Música para ver

Caixa de DVDs, livro e blog jogam luz sobre a era de ouro dos video clipes, entre 1975 e 1992, quando os pequenos filmes usados para promover artistas da música pop promoveram uma revolução
[Postado originalmente no Jornal O Globo - 13 de março de 2012, por Silvio Essinger]



Um caos organizado. Esse era o método de trabalho do diretor australiano Russell Mulcahy, um dos mestres daquilo que hoje os historiadores informais chamam de a era de ouro do videoclipe. Um período de revoluções que se estende de 1975 (quando o Queen gravou um proto-clipe para a bombástica "Bohemian Rhapsody") até 1992, quando o Guns n' Roses gastou US$ 1,5 milhão num superproduzido vídeo de oito minutos de duração para a canção "November Rain".

"Naquela época, ninguém sabia bem o que estava fazendo, acabávamos atirando para todo lado", diz Russell, diretor de clipes como o de "Rio" (Duran Duran) e de "Total Eclipse of the Heart" (Bonnie Tyler), em um dos documentários da caixa de três DVDs "Video killed the Radio Star", que a Coqueiro Verde está lançando no país (o que o canal VH1 exibe na dia 26).
Frame do clipe "Bohemian Rhapsody" (Queen)

– "November Rain" foi o último vídeo da trilogia que o Guns N'Roses produziu para o disco "Use your Illusion" e que muitos consideram grandiloquente e excessiva, não representativa do que era a banda. Já naquela época, os clipes estavam nas mãos das gravadoras e não dos artistas e diretores – comenta o jornalista americano Stephen Pitalo, do blog The Golden Age of Music Video (http://goldenageofmusicvideo.com/), que prepara um livro sobre o tema. – O diretor de "November Rain", Andy Morahan, me disse que até hoje não sabe muito bem sobre o que são esses vídeos!


O impacto cultural da MTV

A discussão infindável.

"Não acho que os vídeos tenham que fazer sentido. Eles só tiem que ter um visual legal", defende Nick Rhodes, tecladista do Duran Duran, em entrevista ao livro "I want my MTV", dos jornalistas Craig Marks e Rob Tannenbaum. Lançada nos EUA no ano passado, essa "história sem censura da revolução do vídeo musical" analisa a transformação de um canal de TV a cabo, lançado em 1981 para exibir vídeos musicais fornecidos pelas gravadoras em um veículo cujo sucesso comercial só foi superado por seu impacto cultural. Assim como a blog de Stephen Pitalo, o livro vai até 1992 – o último ano em que o clipe foi relevante para a MTV , posteriormente dominada por games e reality shows.

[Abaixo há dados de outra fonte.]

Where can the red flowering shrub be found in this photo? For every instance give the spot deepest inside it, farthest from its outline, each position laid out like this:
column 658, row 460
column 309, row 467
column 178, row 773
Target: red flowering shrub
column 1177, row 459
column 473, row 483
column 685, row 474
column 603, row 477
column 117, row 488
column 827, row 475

– Esse foi o período em que os grandes vídeos musicais foram criados, muitos deles por diretores que trabalhavam com liberdade e por artistas que foram impulsionados por sua presença visual. Esse período mudou a forma como a música era consumida – diz Pitalo, que inclui no seu Top 10 de diretores de clipes Russell Mulcahy, Julien Temple (que fez blue Jean" para David Bowie), Matt Mahurin ("Orange crush" R.E.M.), Peter Kagan ("Higher Love", de Steve Winwood) e Brian Grant (do sempre lembrado "Physical", de Olivia Newton-John).

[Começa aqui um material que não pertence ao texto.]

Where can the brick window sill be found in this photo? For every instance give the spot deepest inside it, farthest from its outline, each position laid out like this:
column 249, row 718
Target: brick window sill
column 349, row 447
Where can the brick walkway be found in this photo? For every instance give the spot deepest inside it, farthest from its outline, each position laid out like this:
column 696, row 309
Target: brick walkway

O videoclipe, em sua era de ouro, acabou abarcando uma vasta gama de profissionais: diretores de cinema em busca de um troco (como John Landis, que executou o marco "Thriller" para Michael Jackson), coreógrafos (como Kenny Ortega, que fez para o cantor Billy Squier aquele que é considerado por "I want my MTV" o pior vídeo de todos os tempos – o de "Rock me tonite" – e que em 2009 dirigia o filme de Michael Jackson "This is it", além de nomes que se celebrizariam mais tarde em Holywood, como David Fincher ("O Clube da Luta") e Michael Bay ("Transformers").
"Rio" (Duran Duran)

Alguns diretores, mais do que outros, deixaram marcas profundas na história do videoclipe e por causa deles se fizeram astros. Caso de Russell Mulcahy, David Mallet e Wayne Isham, objetos dos documentários da caixa "Video Killed the Radio Star". Pioneiro, Mallet reinventou o chroma key em "Ashes to Ashes", de David Bowie, e fez dois clássicos do Queen: "Radio Ga Ga" e "I Want to Break Free". Já o americano Wayne Isham realizou alguns dos mais conhecidos clipes do metal e do hard rock, como "Turbo Lover" (Judas Priest), "Livin' on a Prayer" (Bon Jovi) e o polêmico "Girls, Girls, Girls" (Mötley Crüe), com  as perip´cias da banda em clubes de striptease em Los Angeles. "Hoje, não poderia fazer um vídeo desses, tudo é politicamente correto" diz Wayne, no documentário.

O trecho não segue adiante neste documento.